Another important method is to cite some pre-existing criticism of a work. You must be willing to take responsibility for what you cite, since you're using it to speak for you. It can be your own past arguments, or someone else's. The point is, the same bad idea doesn't need to be refuted twice – one canonical, reusable refutation is adequate. And by intentionally writing reusable material throughout your life, you'll develop a large stockpile which addresses common ideas you disagree with.

Rational methods aren't always fast, even when the other guy is mistaken. The less you know about the issues, the longer it can take. However, learning more about issues you don't know about is worthwhile. And once you learn enough important broad ideas – particularly philosophy – you can use it to argue about most ideas in most fields, even without much field-specific knowledge. Philosophy is that powerful! Especially when combined with a moderate amount of knowledge of the most important other fields.

Given limited time and many things worth learning, there are options about prioritization.
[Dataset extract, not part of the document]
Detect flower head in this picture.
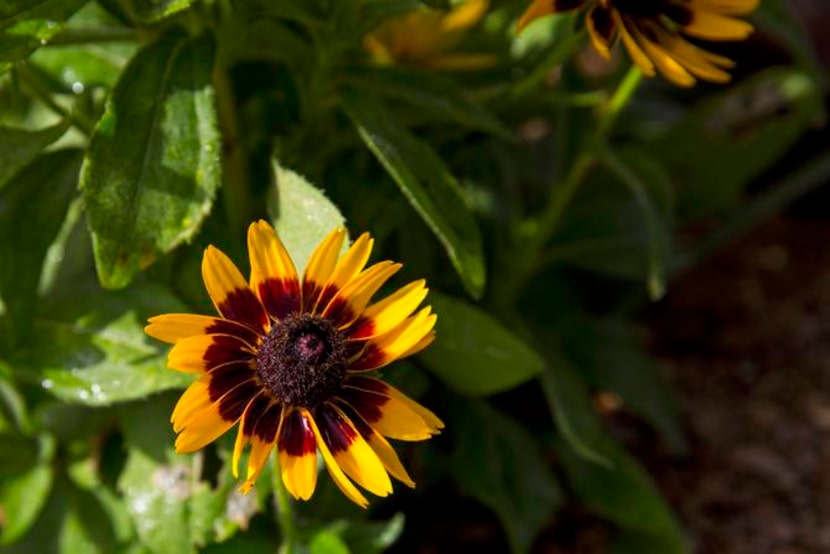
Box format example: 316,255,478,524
518,0,759,87
146,221,443,507
363,0,495,70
One reasonable thing to do, which many people are completely unwilling to do, is to talk about one's interests and priorities, and actually think them through in writing and then expose one's reasoning to public criticism. That way there's a path forward for one's priorities themselves.

To conclude, I think a diversion into methodology could allow us to get the genetic intelligence discussion unstuck. I also believe that such methodology (epistemology) issues are a super important topic in their own right.